Great headline. Exactly what we've been exhorting. We don't believe this argument is political, and will not be fixed by talking. The resolution will be through investments and rebuilding our economy.
Like other investors, we are bullish on the amazing returns available within the sustainable marketplace:
The 45th President of the United States might think climate change is a hoax invented by the Chinese,
but there is a fair chance that the investors who put money into his
hotels and casinos think it is rather more serious than that.
New research from the Asset Owners Disclosure Project (AODP) reveals
that 60% of the world’s 500 biggest asset owners (AOs), representing
assets under management of $27 trillion, now recognize the financial
risks of climate change and the opportunities that are created by the
transition to a low carbon economy.
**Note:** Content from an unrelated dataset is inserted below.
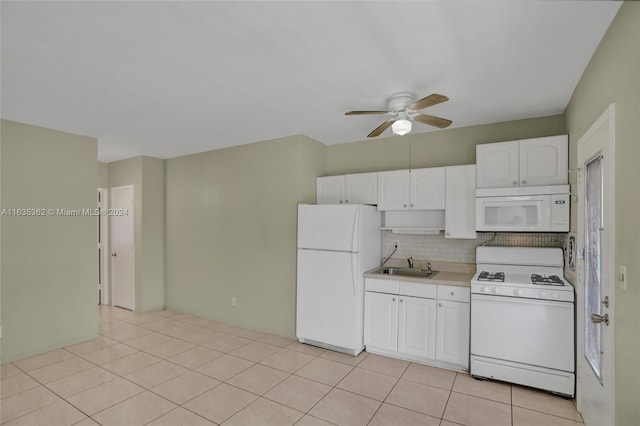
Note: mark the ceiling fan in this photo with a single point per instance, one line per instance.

That figure, revealed in AODP’s fifth Global Climate Index, is not just startling in itself, but it is an 18% increase on the figure last year.
The research suggests that regardless of Trump's position, investors
will continue to press for change because they do not want to see their
returns harmed by climate-related issues – whether those are physical
(such as extreme weather events and sea level rise), regulatory (such as
the UK’s Climate Change Act and France’s new world-first law requiring
investors to disclose climate risk) or global initiatives such as the
Paris Agreement that commits governments to cutting emissions to keep
average temperature rises below 2°C.
There has also been a proliferation of initiatives that highlight the risks to investors, including CDP’s Carbon Disclosure questionnaire, the Principles on Responsible Investment, the Task Force on Climate-Related Disclosures and Science-based Targets.
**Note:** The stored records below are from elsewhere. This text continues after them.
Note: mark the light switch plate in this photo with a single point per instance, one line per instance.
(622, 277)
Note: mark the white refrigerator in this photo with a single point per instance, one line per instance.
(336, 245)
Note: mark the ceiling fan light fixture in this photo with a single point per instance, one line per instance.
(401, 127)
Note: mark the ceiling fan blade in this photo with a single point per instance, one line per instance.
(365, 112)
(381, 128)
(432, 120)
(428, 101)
In addition, the companies in which investors might put their money
are also acting on climate change, with many of the biggest corporations
– such as Apple; BMW; AB Inbev, the world’s largest brewer; General
Motors; and Walmart – committing to source all their electricity from renewable sources.
This trend and ongoing technological advances are making renewable
energy cheaper than ever before, as illustrated by the fact that clean energy capacity rose by 9% in 2016, but the amount of dollars invested was 17% lower than the year before. The
price of solar power fell 83% from 2008 to 2016 and the price of wind
power dropped by 73%. A growing number of projects are being developed
without subsidies, even in sectors thought to be still expensive such as
offshore wind.
And despite President Trump’s pledge that he will rescue the coal
industry, the industry’s glory days are behind it, in the industrialized
world at least.
In April, for the first time since the Industrial Revolution, the UK used no coal to produce electricity while in the US, the Institute for Energy Economics and Financial Analysis (IEEFA) revealed that 70% of coal purchased in the US in 2016 went to power plants that are due to close by the end of 2018. When even the Kentucky Coal Museum installs solar panels to save money, it is clear which way the wind is blowing.
The efficacy of clean energy sources will be further boosted by the
advent of energy storage, whose costs are also plummeting – lithium-ion
batteries are 73% cheaper than they were in 2010 and will be a further
75% cheaper by 2030, says Bloomberg New Energy Finance’s founder Michael Liebreich.